An important aspect of the new vision for drug discovery at the UPDDI is the permeation of computational tools for integrating omics data, inferring disease mechanisms, identifying targets, analyzing drug-target interactions and developing strategies to advance novel chemical series. In addition to the UPDDI’s internal resources, we have access to computational facilities in the Department of Computational and Systems Biology (DCSB), the Center for Research Computing (CRC), and the Pittsburgh Supercomputing Center (PSC).
The available DCSB hardware includes nearly 3200 CPU cores in a 139 node cluster with 11 TB memory and 411 TB storage, as well as a cluster of 121 GPUs.

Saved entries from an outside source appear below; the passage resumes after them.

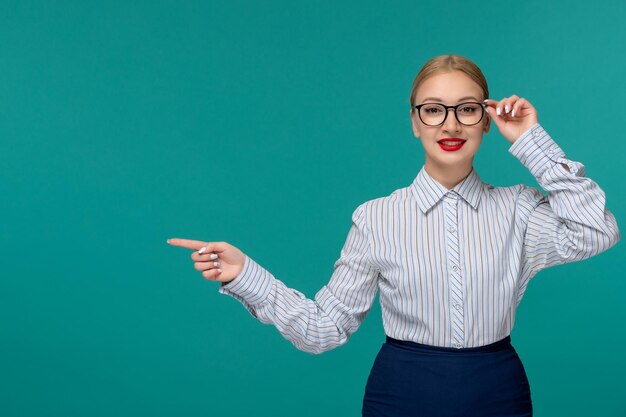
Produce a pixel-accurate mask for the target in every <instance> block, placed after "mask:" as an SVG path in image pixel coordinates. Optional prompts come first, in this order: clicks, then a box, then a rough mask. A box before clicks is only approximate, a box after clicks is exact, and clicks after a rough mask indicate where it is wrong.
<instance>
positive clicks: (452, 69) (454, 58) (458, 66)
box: [409, 55, 489, 111]
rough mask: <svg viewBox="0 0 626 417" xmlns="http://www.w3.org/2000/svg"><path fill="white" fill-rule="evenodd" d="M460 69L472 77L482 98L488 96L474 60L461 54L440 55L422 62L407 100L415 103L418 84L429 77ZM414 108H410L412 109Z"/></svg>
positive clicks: (486, 87) (483, 82) (480, 73)
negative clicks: (478, 85) (419, 70)
mask: <svg viewBox="0 0 626 417" xmlns="http://www.w3.org/2000/svg"><path fill="white" fill-rule="evenodd" d="M452 71H461V72H462V73H464V74H465V75H467V76H468V77H470V78H471V79H472V81H474V82H475V83H476V84H478V85H479V86H480V88H481V89H482V90H483V94H484V95H485V97H484V98H489V87H487V79H485V76H484V75H483V72H482V71H481V70H480V68H478V66H477V65H476V64H474V62H472V61H471V60H469V59H467V58H465V57H464V56H461V55H440V56H436V57H434V58H431V59H430V60H429V61H428V62H426V63H425V64H424V66H423V67H422V69H421V70H420V72H418V73H417V76H416V77H415V80H414V81H413V87H412V88H411V95H410V96H409V101H410V103H411V106H413V105H414V104H415V96H416V95H417V90H418V88H419V86H420V85H421V84H422V83H423V82H424V81H425V80H426V79H427V78H429V77H432V76H433V75H436V74H439V73H442V72H452ZM413 110H414V109H411V111H413Z"/></svg>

The CRC maintains 4 CPU clusters with 12000 CPU cores total, and 1 GPU cluster containing 102 total GPU cores.
The PSC houses three supercomputers, including Bridges and Anton, a dedicated molecular dynamics supercomputer built by D. E. Shaw Research.
Through these resources, our researchers have access to a wide range of free and licensed scientific software, including NAMD, GROMACS, Amber, Gaussian, Matlab and tools from OpenEye and Schrodinger. The Health Sciences Library System additionally provides access to biomedical analysis tools, such as Qiagen’s CLC and Ingenuity suites.